As I mentioned the last time I spoke of Slightly Foxed, the first sentences to the reviews and essays draw you in immediately.  If your tastes run to books as mine do, it is impossible to read these first sentences and not continue on, joyfully.  To wit, P.D. James in issue No. 26, Summer 2010 (p.12): 

"There are some books, not necessarily the longest, in which the author's intention is so perfectly realized, a seminal experience of life so beautifully recorded that the book becomes a small icon to be treasured not only on the shelf of a personal library, but in the mind."

And Josie Barnard in issue No.27, Autumn 2010 (p.28):

"Some books I set out to read, others I get involved with by accident."

One more - Charles Elliott in issue No.22, Summer 2009 (p.87):

"As obsessions go, book collecting ought to be one of the more innocent."

From his essay entitled Book Crooks.  Oh, that word ought!  The whole sentence turns on it.         

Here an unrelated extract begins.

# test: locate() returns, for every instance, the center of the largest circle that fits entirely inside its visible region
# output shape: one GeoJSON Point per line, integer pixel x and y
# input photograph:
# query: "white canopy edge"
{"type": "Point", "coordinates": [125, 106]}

Each issue contains gems such as these.  Captivating.  A treasure trove of the known and unknown both.  Although I must say that so many of the books mentioned therein - after all this time of reading and selling books and generally trying to become aware of literature of all kinds - so many I have never heard of before now.  From authors long-dead.  Slightly Foxed shows me again how inexhaustible the book world is, how renewable and regenerative, and oh how much love we book people have for our books.  And reminds me, though I hadn't forgotten, how fascinating and strange it is that someone else's words, put down and made into books, can come to mean so much to us.  Mary Oliver.  How I will miss you.  How glad I am you wrote your books!  I don't think I will ever tire of the reading experience.  Such mysterious riches, readily available to us all.